Double bond in different positions (the longer the chain the more possible isomers that can form)
but-2-ene but -1-ene
Geometrical Isomer: - form of stereoisomerism
Same structural formula, different arrangement -occurs only round C=C
Z isomer (on zzzz same side) E isomer (on op side)
High electron density around C=C bond - pretty reactive
this area is easily attacted by electrophiles
Electrophiles - electron pair acceptor that are attracted to negative (e- dense) areas, because it is short of electrons itself. i.e. H+ ions, NO2+ ions, polar molecules...etc
Test for alkenes: alkene + halogen reaction example:
Shake unknown substance with orange/brown bromine water - if alkene present the solution turns colourless forming dibromoalkane, by electrophilic addition. Has no effect on an alkane (because no C=C, alkanes are saturated hydrocarbons)
2 steps - 1.) Electronphilic Addition - formation of carbocation, 2.) Rapid Reduction with ve-ion.
Reactions - Alkenes
CH2=CH2 (g) + 3O(2) (g) ----------------> 2CO(2) (g) + 2H2O (l)
An alkene will burn in air (oxygen) to produce carbon dioxide and water.
However they are not used as fuels because there reactivity makes them useful for other purposes.
Reactions - Alkenes
The 4 e-'s in the C=C bond, make a centre of high electron density, electronphilies are attracted to it and form a bond using 2 of the e-'s.
- Electrophilie attracted to double bond
- Electrophilies are positivily charged & accept the pair of e-'s from C=C bond
- A positive ion is formed (a carbocation)
- The negativily charged ion forms a bond with the carbocation.
Draw 3 mechanisms - using 1.) HCl 2.) HBr 3.) HI (hydrogen halides)
Of the hydrogen halide the halogen group is more electronegative than the hydrogen making a polar molecule:
The electrophilie is the hydrogen of the H-halide. The hydrogen is attracted to the C=C bond -(because of the high electron density)
(step 2:) Draw mechanism:
Unsymmetrical Alkenes - Reactions
If a hydrogen halide (HBr) reacts with an unsymmetrical alkene - there are 2 possible products. The amount of each product formed depends on how stable the carbocation formed in the middle is.
Carbocations with more alkyl groups are more stable, because there is more of a electron releasing effect, - positive inductive effect, making the carboncation more stable.
Alkyl group - e.g. methyl, ethyl, (alkanes with a hydrogen removed)
Making a major product & a minor product. e.g. 2, bromopropane - major product - more positive inductive effect
1, bromopropane - minor product - less positive inductive effect - further from alkyl group.
Alkene reaction - conc.sulphuric acid
Reaction Conditions - room temperature (is exothermic)

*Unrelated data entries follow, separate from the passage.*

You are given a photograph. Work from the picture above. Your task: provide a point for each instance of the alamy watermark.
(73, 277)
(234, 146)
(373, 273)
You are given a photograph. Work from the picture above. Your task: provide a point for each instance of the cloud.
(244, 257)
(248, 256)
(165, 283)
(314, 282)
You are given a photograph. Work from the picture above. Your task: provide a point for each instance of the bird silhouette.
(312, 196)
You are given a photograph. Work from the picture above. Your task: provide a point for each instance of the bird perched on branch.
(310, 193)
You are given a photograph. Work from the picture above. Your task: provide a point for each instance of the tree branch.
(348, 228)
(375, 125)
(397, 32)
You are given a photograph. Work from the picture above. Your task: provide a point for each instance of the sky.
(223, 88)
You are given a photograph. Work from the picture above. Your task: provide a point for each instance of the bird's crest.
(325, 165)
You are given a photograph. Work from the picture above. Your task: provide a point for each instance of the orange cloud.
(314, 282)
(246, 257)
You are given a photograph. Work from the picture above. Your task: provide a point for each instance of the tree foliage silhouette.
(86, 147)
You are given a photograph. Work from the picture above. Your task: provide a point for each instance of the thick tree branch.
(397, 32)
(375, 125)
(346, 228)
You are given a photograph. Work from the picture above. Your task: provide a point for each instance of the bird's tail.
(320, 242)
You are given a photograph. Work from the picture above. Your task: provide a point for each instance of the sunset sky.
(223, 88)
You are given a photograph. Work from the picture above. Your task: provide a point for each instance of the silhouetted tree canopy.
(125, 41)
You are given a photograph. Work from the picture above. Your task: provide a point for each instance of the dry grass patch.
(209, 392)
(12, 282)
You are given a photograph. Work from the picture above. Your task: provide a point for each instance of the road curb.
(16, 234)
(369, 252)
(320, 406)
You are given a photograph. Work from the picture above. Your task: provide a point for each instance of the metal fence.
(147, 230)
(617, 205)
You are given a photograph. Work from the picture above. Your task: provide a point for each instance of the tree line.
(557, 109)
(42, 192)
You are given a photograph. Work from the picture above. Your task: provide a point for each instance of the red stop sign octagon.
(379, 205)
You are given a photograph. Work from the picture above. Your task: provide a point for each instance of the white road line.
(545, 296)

Electrophilie = H atom of H2SO4 with is delta +
the carbocation reacts with -ve hydrogensulphate ion
when water is added an alcohol is formed & sulphuric acid reforms (the H2SO4 acts as a catalyst) (way of making alcohols)
the double bond of the alkene can open up and join = polymers. Polymers are made up of individual small alkenes = mononmers
example: poly(ethene) is made by additional polymerisation of ethene.
Poly(ethene) - is an alkane even through called an ene.
because the C=C is lost they are unreactive (like alkanes)
different structures of these polymers = different properties and uses.
(hard, soft, flexible plastics) High density - uses buckets - v.lit branching chains/packed well. Low density - uses bags, bottles - some branching.
Uses for Polymers
Packaging - Polystyrine
Fibres for ropes - Poly(propene)
Electrical Insulation - Polychloro(ethene)
Clothing - Poly (propenenitrile)
Cooking - Polytetraflouro(ethene)
Problems with plastics:
Difficult to decompose - non-renewable - fill up land fill sites - but could reuse/recylce - melted & remoulded. When burnt gets off poisonous fumes.